Благодаря пологому холму, на котором располагалась наша улица, крыша Буревестника вместе с вышепролегающей дорогой образовывала уровень, на котором находилась панельная пятиэтажка. За ней виднелись ещё три двенадцатиэтажки, расположенные симметрично нашим. То был соседний двор – «Верхний». Ниже по холму находился третий ансамбль, зеркальной формы соседний двор – «Под холмом». Эй там, на холме! Поглядывай наверх.
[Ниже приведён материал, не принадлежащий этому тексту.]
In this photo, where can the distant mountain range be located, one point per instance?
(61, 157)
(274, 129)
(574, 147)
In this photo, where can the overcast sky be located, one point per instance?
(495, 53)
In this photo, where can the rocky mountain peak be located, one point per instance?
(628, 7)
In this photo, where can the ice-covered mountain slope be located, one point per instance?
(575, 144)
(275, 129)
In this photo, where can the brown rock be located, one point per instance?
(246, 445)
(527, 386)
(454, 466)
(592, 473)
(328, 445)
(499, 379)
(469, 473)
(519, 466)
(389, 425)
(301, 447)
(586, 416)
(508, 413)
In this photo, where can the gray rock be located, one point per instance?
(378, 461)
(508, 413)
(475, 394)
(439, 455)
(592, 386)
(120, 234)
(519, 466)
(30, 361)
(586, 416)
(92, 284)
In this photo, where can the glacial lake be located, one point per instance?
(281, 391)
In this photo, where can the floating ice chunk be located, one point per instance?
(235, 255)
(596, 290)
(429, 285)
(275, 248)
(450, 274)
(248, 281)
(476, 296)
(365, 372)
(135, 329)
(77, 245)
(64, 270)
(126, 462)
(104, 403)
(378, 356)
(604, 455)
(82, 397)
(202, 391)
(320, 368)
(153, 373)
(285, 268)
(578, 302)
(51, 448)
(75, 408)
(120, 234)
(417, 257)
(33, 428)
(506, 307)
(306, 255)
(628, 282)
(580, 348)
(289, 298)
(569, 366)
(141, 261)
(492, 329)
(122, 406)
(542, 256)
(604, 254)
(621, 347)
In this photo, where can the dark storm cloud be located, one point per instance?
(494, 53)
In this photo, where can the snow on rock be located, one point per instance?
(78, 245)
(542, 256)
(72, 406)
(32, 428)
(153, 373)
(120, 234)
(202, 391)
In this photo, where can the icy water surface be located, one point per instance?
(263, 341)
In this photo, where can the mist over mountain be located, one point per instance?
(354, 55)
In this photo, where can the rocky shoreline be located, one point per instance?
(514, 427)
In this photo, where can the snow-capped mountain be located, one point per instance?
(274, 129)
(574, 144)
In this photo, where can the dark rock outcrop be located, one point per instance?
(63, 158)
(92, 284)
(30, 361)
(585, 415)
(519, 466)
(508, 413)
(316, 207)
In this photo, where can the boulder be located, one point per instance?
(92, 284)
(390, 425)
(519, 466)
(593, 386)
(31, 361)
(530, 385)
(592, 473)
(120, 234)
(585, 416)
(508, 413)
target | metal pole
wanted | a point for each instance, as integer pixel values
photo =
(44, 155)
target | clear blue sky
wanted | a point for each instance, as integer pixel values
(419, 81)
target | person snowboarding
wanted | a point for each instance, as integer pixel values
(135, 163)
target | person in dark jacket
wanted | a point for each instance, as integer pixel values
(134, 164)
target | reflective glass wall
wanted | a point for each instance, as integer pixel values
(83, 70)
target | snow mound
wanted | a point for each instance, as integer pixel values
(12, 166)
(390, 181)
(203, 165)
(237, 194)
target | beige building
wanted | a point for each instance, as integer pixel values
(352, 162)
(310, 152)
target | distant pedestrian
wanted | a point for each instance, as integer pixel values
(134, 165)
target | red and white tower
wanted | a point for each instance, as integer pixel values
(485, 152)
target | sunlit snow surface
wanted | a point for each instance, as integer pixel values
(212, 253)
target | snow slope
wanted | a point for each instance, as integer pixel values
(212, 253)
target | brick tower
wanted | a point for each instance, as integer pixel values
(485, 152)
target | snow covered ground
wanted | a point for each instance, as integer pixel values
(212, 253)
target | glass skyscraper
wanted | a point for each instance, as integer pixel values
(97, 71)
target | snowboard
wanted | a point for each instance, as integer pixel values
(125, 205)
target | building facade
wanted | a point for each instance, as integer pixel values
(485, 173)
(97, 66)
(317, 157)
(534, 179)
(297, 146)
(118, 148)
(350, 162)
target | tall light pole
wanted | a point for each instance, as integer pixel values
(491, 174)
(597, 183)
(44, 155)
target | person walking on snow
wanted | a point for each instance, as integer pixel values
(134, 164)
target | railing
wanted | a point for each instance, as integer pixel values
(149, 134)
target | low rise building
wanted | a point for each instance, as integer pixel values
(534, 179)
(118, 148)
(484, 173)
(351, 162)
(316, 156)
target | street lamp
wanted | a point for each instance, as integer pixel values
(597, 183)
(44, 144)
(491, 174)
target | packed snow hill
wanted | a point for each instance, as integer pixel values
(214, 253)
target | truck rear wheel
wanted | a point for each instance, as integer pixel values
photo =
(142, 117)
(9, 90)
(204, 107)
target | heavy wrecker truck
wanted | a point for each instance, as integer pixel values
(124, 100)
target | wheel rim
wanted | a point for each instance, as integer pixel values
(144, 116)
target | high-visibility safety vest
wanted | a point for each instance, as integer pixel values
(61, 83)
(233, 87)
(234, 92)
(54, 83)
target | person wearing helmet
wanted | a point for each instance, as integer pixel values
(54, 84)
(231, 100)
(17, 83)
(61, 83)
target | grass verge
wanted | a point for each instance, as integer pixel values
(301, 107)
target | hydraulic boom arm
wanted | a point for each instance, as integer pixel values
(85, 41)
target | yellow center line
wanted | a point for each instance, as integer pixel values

Кстати, в нашем тогдашнем Випкингене мы были роднёй с викингами – и в Скандинавии стоят такие же социальные строения. Но считается только оригинал. Уже соседние дворы излучали в сравнении с нашим что-то такое не наше, и хотелось узнать, который час, и смыться. Туда можно как в гости, поглядывая на окна нашей башни или на зелёный балкончик: не вышла ли мать, не машет ли мне с севастополоджии: домой!
Остальные панельки ужасали чуждым обликом, если смотреть на них из моей твёрдой перспективы связи. Но всё же те, что на Востоке (начиная с Польши), трогают меня сильнее, чем на Севере (начиная с Констанца). Те, что с индивидуальным застеклением, кажутся особенно уютными – неважно, в Москве ли они по пути в литературный архив, в Киеве по пути в аэропорт или в Варшаве, коротко схваченные из окна поезда. Они родня друг другу, их владельцы перемоделировали ячейки в небольшие делянки мелкого уюта, отделённые от остального непредсказуемого мира. На каждом квадратном метре – универсум плотности воспоминания всех членов семьи. Наверняка миллионы постсоветских людей вспомнят поэтические моменты за балконным стеклом, если захотят. Но они, может быть, хотят оставить их внутри застеклённых балконов, как тепло квартир, как авансы и обманы доверия, зачастую ушедшую в прошлое вечную любовь и зажатые зачатия жизни.
Было ещё два двора, где я часто бывала, если в моём становилось пустынно или слишком привычно; или меня манили туда сирены свадеб с разбрасыванием монет и конфет. Бедные историей дворы длинных пятиэтажек вокруг Помидорова детского сада. Если смотреть с лоджии, то был соответственно «левый» двор и «правый». В левом я бывала чаще. Там жил школьный товарищ моего старшего брата, Глеб. Поэтому мы называли весь левый блок «Глебов дом». Мне были знакомы два подъезда, там жили девочки моего возраста, и одна из них делилась со мной хлебом с маслом, посыпанным сахаром. Всё девчоночье население в Глебовом доме я научила играть в бадминтон. В спорах они брали меня в качестве судьи, они выбирали меня в командиры, и у меня было впечатление, что я принимала справедливые решения. После исполненного долга я спешила домой, на нашу улицу, к нашему дому, выходя из роли.